AUSTRALIA’S Winter Olympics chief Ian Chesterman has said the “team outcast” funding controversy distracted the team in Sochi and affected snowboarder Alex “Chumpy” Pullin’s performance.
“I don’t think any man is an island,” said Chesterman, Australia’s chef de mission. “There were a lot of things going through Chumpy’s mind on the morning of his race.”
“It doesn’t help to have criticism land from the outside before your competition.”
Mr Chesterman spoke out when asked about rebel Olympic parent Bruce Brockhoff’s attack only hours before Pullin’s race.
Mr Brockhoff, the father of snowboarder Belle Brockhoff, claimed Pullin had been favoured over other team members by being given special support, which was later revealed to be worth $500,000.

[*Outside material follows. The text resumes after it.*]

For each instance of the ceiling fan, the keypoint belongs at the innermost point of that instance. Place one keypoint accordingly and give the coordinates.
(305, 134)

Divisions had been simmering within the team, with high-profile athlete Torah Bright leading a Twitter campaign in the weeks before Sochi under the hashtag “teamoutcast”.

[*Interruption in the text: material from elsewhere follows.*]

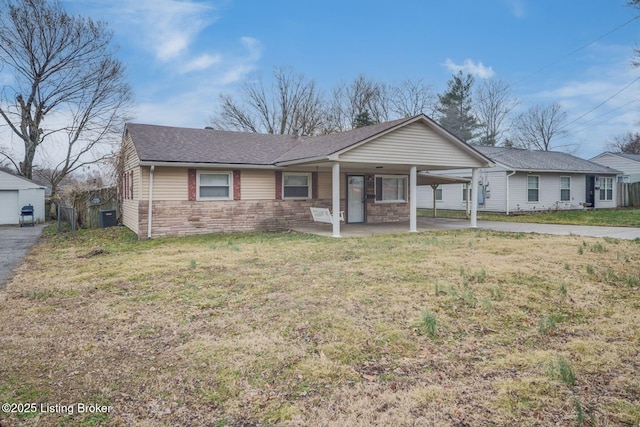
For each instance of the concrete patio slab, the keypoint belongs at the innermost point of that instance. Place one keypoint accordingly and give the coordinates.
(431, 224)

“The Team Outcast issue was a distraction that we didn’t need,” Mr Chesterman said. “It was not an issue amongst athletes, who parked it before the Games, but more so parents.
“To those parents I say this: by all means support your children, but at Games’ time it is best if you are seen but not heard.”
Mr Chesterman responded to critics of the team’s performance, saying the team’s three-medal haul was equal to the record haul in Vancouver.
Two of the three medals in 2010 were gold, but in Sochi the team had to settle for two silvers and a bronze.
“The lucky breaks didn’t go our way ... in the past maybe they have,” Mr Chesterman said.
At the start of the final day of competition, Australia was sitting in 23rd spot on the medal tally, missing its target of being in the Top 15.
But Mr Chesterman said the team was well placed for South Korea in 2018, delivering 15 top ten results in Sochi, well up from the eight in Vancouver.
Of the 60-member team, 43 were rookies experiencing their first Olympics.
Mr Chesterman rejected calls for a HECS-style payback scheme for athletes’ funding, saying most Olympians “live off the smell of an oily rag”.
He said it was critical that a $6 million water jump park was built in Lennox Heads in northern New South Wales to develop aerial, mogul and slopestyle skiers.
“It should have been built after Vancouver, before Sochi – let’s not let it slip again,” he said. “We also need the halfpipe in Perisher.”